Abstract. Starting in 1969 and comprising three launches a week, the
Uccle (Brussels, Belgium) ozonesonde dataset is one of longest and densest
in the world. Moreover, as the only major change was the switch from
Brewer-Mast (BM) to electrochemical concentration cell (ECC) ozonesonde
types in 1997 (when the emissions of ozone-depleting substances peaked), the Uccle time series is very homogenous. In this paper, we briefly describe the efforts that were undertaken during the first 3 decades of the 50 years
of ozonesonde observations to guarantee the homogeneity between ascent and
descent profiles, under changing environmental conditions (e.g. SO2),
and between the different ozonesonde types. This paper focuses on the 50-year-long Uccle ozonesonde dataset and aims to demonstrate its past,
present, and future relevance to ozone research in two application areas: (i) the assessment of the temporal evolution of ozone from the surface to the
(middle) stratosphere, and (ii) as the backbone for validation and stability
analysis of both stratospheric and tropospheric satellite ozone
retrievals. Using the Long-term Ozone Trends and Uncertainties in the
Stratosphere (LOTUS) multiple linear regression model (SPARC/IO3C/GAW,
2019), we found that the stratospheric ozone concentrations at Uccle
have declined at a significant rate of around 2 % per decade since 1969, which is also rather
consistent over the different stratospheric levels. This overall decrease
can mainly be assigned to the 1969–1996 period with a rather consistent
rate of decrease of around −4 % per decade. Since 2000, a recovery of between +1 % per decade and +3 % per decade of the stratospheric ozone levels above Uccle has been
observed, although it is not significant and is not seen for the upper stratospheric
levels measured by ozonesondes. Throughout the entire free troposphere, a
very consistent increase in the ozone concentrations of 2 % per decade to 3 % per decade has been measured since both 1969 and 1995, with the trend since 1995 being in
almost perfect agreement with the trends derived from the In-service
Aircraft for a Global Observing System (IAGOS) ascent/descent profiles at
Frankfurt. As the number of tropopause folding events in the Uccle time
series has increased significantly over time, increased
stratosphere-to-troposphere transport of recovering stratospheric ozone
might partly explain these increasing tropospheric ozone concentrations,
despite the levelling-off of (tropospheric) ozone precursor emissions and
notwithstanding the continued increase in mean surface ozone concentrations.

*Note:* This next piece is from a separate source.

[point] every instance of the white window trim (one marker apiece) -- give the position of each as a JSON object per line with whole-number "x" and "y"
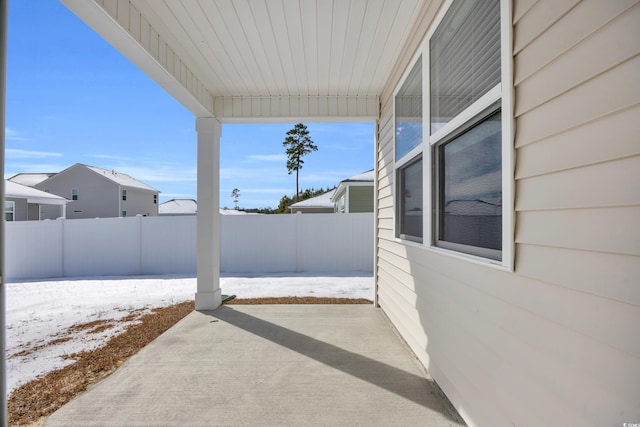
{"x": 504, "y": 91}
{"x": 13, "y": 210}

Furthermore, we illustrate the crucial role of ozonesonde measurements for
the validation of satellite ozone profile retrievals. With the operational
validation of the Global Ozone Monitoring Experiment-2 (GOME-2), we show how the
Uccle dataset can be used to evaluate the performance of a degradation
correction for the MetOp-A/GOME-2 UV (ultraviolet) sensors. In another example, we
illustrate that the Microwave Limb Sounder (MLS) overpass ozone profiles in
the stratosphere agree within ±5 % with the Uccle ozone profiles
between 10 and 70 hPa. Another instrument on the same Aura satellite
platform, the Tropospheric Emission Spectrometer (TES), is generally positively
biased with respect to the Uccle ozonesondes in the troposphere by up to
∼ 10 ppbv, corresponding to relative differences of up to
∼ 15 %. Using the Uccle ozonesonde time series as a
reference, we also demonstrate that the temporal stability of those last two satellite retrievals is excellent.